One of the most common ways people leverage to generate income is through real estate. Let's delve into this example. Say you want to buy a rental property worth #200,000. Instead of paying the entire amount upfront, you opt for a mortgage and put down a 20% down payment, which is #40,000. Now, you're leveraging your investment. If the property appreciates over time, your return on investment (ROI) is calculated based on the total property value, not just your initial investment.

Rental income adds another layer to this strategy. Let's assume the property generates #2,000 per month in rental income after expenses. With leverage, your ROI is not just the rental income but also the appreciation of the property value. This dual-income stream can significantly boost your overall returns.

However, leveraging isn't exclusive to real estate. In the financial markets, it's common to use leverage through margin accounts. For example, if you have #10,000 and your broker offers 2:1 leverage, you can control #20,000 worth of assets. If those assets increase in value, your profit is based on the total #20,000, not just your initial #10,000.

Forex trading also utilizes leverage extensively. Traders can control large positions with relatively small amounts of capital. While this can lead to substantial gains, it also exposes traders to higher risks, especially if the market moves against them.

Entrepreneurs often leverage their skills, time, and resources to build income streams. For instance, a consultant may leverage their expertise by taking on multiple clients or offering online courses. Similarly, content creators leverage platforms like YouTube or Patreon to monetize their content.

It's crucial to understand the risks associated with leverage. Just as it can magnify gains, it can also amplify losses. If the market turns against you or if your investment doesn't perform as expected, the borrowed capital can lead to significant financial setbacks.

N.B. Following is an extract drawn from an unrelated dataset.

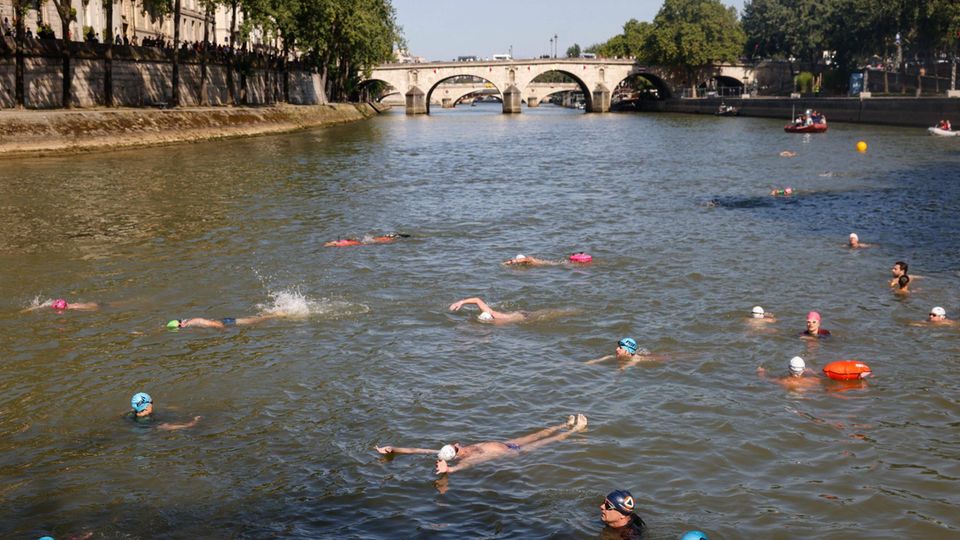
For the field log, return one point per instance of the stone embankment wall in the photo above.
(898, 111)
(54, 132)
(141, 77)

Managing leverage requires discipline and risk management strategies. Diversification, setting stop-loss levels, and proper asset allocation are crucial. Avoiding over-leverage, where you borrow excessively beyond your means, is key to long-term financial stability.

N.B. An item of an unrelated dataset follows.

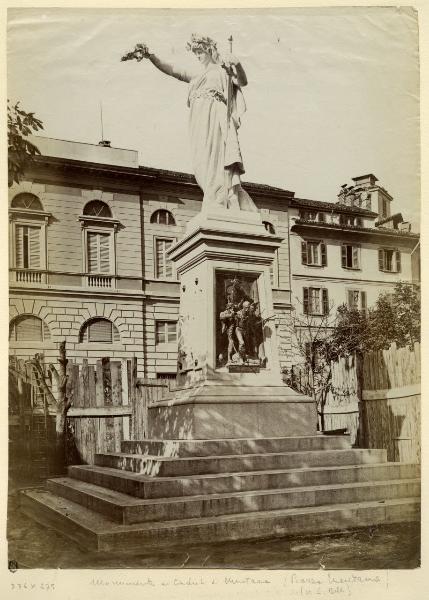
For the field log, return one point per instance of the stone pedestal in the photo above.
(215, 399)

Moreover, leverage isn't suitable for everyone. Risk tolerance, financial goals, and time horizon play vital roles in determining if leveraging is appropriate for an individual. Conservative investors or those nearing retirement may prefer lower-risk strategies without leveraging.

Understanding the cost of leverage is essential. Borrowing capital often comes with interest or fees, which can eat into your profits. Calculating the net return after considering these costs is necessary for making informed decisions.

Despite the risks, leveraging can be a potent tool for wealth creation when used wisely. It allows investors to control larger positions, diversify portfolios, and potentially generate higher returns. However, it's not a shortcut to success and requires thorough research, risk assessment, and ongoing monitoring.

In conclusion, leveraging to make income can be lucrative but comes with significant risks. Whether in real estate, financial markets, entrepreneurship, or other ventures, understanding leverage's mechanics, risks, and potential rewards is crucial. With proper risk management and strategic planning, leveraging can be a valuable component of a diversified income-generation strategy.